Clinical characteristics and outcomes of alcohol septal ablation in the era of transcatheter valve interventions
Abstract
Background
The clinical efficacy and safety of alcohol septal ablation (ASA) for obstructive hypertrophic cardiomyopathy (HCM) have been well-established; however, less is known about outcomes in patients undergoing preemptive ASA before transcatheter mitral valve replacement (TMVR).
Aims
The goal of this study is to characterize the procedural characteristics and examine the clinical outcomes of ASA in both HCM and pre-TMVR.
Methods
This retrospective study compared procedural characteristics and outcomes in patient who underwent ASA for HCM and TMVR.
Results
In total, 137 patients were included, 86 in the HCM group and 51 in the TMVR group. The intraventricular septal thickness (mean 1.8 vs. 1.2 cm; p < 0.0001) and the pre-ASA LVOT gradient (73.6 vs. 33.8 mmHg; p ≤ 0.001) were higher in the HCM group vs the TMVR group. The mean volume of ethanol injected was higher (mean 2.4 vs. 1.7 cc; p < 0.0001). The average neo-left ventricular outflow tract area increased significantly after ASA in the patients undergoing TMVR (99.2 ± 83.37 mm2 vs. 196.5 ± 114.55 mm2; p = <0.0001). The HCM group had a greater reduction in the LVOT gradient after ASA vs the TMVR group (49.3 vs. 18 mmHg; p = 0.0040). The primary composite endpoint was higher in the TMVR group versus the HCM group (50.9% vs. 25.6%; p = 0.0404) and had a higher incidence of new permanent pacemaker (PPM) (25.5% vs. 18.6%; p = 0.3402). The TMVR group had a higher rate of all-cause mortality (9.8% vs. 1.2%; p = 0.0268).
Conclusions
Preemptive ASA before TMVR was performed in patients with higher degree of clinical comorbidities, and correspondingly is associated with worse short-term clinical outcomes in comparison to ASA for HCM patients. ASA before TMVR enabled percutaneous mitral interventions in a small but significant minority of patients that would have otherwise been excluded. The degree of LVOT and neoLVOT area increase is significant and predictable.

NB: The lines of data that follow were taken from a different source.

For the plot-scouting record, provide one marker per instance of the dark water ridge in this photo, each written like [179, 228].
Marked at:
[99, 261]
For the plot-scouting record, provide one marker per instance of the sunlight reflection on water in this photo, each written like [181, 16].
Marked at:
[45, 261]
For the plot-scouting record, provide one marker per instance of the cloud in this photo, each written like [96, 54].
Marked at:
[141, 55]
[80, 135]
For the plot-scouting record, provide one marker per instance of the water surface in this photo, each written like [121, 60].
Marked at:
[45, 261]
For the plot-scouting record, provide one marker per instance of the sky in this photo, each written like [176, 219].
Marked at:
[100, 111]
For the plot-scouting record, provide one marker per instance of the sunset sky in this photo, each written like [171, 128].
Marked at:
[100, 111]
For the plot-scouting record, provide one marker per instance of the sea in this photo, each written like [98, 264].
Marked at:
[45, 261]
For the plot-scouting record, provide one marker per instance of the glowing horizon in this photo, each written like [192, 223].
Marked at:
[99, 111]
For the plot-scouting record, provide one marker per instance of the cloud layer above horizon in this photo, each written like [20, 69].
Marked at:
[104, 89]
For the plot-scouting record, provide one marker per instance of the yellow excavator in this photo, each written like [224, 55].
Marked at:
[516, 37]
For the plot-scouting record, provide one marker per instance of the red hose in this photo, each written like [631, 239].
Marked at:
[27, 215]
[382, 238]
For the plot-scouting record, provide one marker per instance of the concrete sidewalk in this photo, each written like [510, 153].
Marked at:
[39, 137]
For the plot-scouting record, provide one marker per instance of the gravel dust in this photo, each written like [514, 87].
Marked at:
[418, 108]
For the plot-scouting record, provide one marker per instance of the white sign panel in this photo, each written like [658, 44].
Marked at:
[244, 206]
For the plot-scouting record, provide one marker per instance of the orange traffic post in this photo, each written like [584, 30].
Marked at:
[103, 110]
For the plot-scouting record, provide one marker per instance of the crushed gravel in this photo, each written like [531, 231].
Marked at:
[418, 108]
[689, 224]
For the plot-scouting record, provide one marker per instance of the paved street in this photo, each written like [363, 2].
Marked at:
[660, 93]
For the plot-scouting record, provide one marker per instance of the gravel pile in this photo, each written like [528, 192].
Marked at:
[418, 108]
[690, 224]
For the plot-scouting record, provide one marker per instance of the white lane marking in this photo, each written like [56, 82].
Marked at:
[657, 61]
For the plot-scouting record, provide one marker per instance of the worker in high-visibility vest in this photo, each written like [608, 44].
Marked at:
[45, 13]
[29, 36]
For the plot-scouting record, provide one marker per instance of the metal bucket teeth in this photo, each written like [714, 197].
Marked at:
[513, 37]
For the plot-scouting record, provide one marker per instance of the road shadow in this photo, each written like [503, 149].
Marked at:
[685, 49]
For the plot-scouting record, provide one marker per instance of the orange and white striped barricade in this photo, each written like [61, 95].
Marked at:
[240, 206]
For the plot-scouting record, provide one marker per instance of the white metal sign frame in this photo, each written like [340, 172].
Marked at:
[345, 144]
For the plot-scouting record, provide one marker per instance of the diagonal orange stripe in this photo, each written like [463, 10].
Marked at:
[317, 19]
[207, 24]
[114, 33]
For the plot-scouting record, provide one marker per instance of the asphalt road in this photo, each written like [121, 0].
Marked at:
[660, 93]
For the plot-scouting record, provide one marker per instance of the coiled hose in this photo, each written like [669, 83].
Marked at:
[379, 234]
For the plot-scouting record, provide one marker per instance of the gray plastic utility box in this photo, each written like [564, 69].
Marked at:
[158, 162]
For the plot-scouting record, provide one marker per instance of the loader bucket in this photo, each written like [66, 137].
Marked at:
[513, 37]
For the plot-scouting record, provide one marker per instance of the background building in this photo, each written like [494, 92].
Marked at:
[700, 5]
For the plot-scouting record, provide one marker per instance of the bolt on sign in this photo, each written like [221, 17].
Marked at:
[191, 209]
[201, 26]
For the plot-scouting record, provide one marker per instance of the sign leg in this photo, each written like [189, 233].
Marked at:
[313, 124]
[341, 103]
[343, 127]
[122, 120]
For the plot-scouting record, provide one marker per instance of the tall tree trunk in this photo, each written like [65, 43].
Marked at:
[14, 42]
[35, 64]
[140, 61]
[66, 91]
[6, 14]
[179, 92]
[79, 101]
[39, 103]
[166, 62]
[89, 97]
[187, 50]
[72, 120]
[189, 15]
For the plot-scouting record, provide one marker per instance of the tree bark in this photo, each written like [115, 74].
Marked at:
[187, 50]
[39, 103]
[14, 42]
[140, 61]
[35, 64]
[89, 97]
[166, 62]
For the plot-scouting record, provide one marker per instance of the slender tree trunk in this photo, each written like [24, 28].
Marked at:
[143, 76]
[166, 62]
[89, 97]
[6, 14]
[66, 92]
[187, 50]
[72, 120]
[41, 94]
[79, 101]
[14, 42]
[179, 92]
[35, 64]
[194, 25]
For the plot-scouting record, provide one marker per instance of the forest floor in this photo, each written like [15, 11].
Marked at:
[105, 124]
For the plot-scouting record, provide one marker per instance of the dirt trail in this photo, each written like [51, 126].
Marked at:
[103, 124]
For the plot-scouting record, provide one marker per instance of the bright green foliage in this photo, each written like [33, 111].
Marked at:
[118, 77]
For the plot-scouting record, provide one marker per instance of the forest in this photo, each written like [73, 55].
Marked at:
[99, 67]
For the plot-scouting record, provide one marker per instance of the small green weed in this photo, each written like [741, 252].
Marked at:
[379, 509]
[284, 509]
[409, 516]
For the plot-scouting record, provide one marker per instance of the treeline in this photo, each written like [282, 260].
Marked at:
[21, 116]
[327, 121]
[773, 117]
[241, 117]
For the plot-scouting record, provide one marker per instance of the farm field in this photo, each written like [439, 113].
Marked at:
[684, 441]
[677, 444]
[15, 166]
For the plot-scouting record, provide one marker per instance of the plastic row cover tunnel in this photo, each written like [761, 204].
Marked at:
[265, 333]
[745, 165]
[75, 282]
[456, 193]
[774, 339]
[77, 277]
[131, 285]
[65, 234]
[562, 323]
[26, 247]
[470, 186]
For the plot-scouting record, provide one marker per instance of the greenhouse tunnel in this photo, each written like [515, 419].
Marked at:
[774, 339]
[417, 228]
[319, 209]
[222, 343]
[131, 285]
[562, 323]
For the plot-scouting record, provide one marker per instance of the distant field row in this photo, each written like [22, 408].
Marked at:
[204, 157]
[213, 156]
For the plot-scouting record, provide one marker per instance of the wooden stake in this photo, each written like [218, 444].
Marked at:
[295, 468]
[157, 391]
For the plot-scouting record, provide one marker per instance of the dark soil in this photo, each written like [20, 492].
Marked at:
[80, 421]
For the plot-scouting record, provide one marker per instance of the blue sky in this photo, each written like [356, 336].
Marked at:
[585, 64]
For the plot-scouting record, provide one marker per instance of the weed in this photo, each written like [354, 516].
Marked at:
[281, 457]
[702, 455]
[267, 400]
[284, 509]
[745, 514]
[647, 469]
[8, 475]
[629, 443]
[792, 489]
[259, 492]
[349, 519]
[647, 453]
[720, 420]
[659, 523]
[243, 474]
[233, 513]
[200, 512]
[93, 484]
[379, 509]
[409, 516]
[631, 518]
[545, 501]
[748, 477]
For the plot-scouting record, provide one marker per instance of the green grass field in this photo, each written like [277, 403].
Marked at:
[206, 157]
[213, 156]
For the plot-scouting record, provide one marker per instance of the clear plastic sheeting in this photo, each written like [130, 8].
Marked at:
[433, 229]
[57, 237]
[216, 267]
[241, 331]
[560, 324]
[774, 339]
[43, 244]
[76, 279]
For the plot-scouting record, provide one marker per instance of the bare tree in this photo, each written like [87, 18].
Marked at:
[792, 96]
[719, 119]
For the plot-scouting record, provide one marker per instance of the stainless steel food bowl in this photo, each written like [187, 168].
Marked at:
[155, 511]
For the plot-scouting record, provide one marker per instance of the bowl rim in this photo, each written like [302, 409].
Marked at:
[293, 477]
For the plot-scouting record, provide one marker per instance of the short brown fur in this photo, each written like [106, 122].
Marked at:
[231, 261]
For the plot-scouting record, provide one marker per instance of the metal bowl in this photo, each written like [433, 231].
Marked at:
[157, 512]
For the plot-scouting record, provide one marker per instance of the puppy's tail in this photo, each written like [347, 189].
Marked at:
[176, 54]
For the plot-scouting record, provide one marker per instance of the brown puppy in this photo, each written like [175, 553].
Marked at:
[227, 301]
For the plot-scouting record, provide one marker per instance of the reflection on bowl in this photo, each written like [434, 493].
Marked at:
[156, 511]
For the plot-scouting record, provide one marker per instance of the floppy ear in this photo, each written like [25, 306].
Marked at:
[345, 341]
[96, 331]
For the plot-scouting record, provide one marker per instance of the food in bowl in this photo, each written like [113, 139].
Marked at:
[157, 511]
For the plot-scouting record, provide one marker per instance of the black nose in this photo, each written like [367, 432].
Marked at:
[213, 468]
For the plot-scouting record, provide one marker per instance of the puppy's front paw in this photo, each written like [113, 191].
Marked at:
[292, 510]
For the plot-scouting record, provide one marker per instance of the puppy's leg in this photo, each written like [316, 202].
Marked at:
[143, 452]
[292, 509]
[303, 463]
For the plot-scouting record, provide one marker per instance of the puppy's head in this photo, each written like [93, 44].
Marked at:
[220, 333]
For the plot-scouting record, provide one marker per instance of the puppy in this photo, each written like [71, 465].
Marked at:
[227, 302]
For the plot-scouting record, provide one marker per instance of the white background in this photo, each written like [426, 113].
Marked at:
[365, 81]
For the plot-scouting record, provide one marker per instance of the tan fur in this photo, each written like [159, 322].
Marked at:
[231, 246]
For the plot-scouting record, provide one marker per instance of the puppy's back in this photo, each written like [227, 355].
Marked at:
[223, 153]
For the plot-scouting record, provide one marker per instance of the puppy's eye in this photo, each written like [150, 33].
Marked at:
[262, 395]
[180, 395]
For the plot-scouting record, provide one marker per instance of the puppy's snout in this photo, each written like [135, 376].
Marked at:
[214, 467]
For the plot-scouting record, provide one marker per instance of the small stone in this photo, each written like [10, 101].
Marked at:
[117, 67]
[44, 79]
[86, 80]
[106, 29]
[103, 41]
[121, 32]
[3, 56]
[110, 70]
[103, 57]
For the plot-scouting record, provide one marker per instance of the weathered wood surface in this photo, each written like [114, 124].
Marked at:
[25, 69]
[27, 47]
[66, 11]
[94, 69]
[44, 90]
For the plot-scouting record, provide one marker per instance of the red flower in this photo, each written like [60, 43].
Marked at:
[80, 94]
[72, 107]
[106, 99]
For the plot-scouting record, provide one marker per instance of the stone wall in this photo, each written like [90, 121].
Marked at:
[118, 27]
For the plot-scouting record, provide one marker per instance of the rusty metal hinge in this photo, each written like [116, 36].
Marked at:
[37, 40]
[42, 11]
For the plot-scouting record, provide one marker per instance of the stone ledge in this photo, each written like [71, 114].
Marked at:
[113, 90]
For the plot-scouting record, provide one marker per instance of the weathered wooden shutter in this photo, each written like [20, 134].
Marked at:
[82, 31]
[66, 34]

CONFLICTS OF INTEREST STATEMENT
Dr. Frisoli is a proctor for Edwards Lifesciences, Abbott, Boston Scientific, and Medtronic. Dr. Villablanca is a consultant for Edwards Lifesciences and Teleflex. Dr. B O'Neill is a consultant to and receives research support from Edwards Lifesciences. Dr. Wang is a consultant to Edwards Lifesciences, Abbott, Neochord, Boston Scientific, and receives research grant support from Boston Scientific assigned to employer Henry Ford Health System. Dr. W O'Neill has served as a consultant for Abiomed, Edwards Lifesciences, Medtronic, Boston Scientific, Abbott Vascular, and St. Jude Medical; and serves on the Board of Directors of Neovasc Inc. The remaining authors declare no conflict of interest.
Open Research
DATA AVAILABILITY STATEMENT
The data that support the findings of this study are available from the corresponding author upon reasonable request.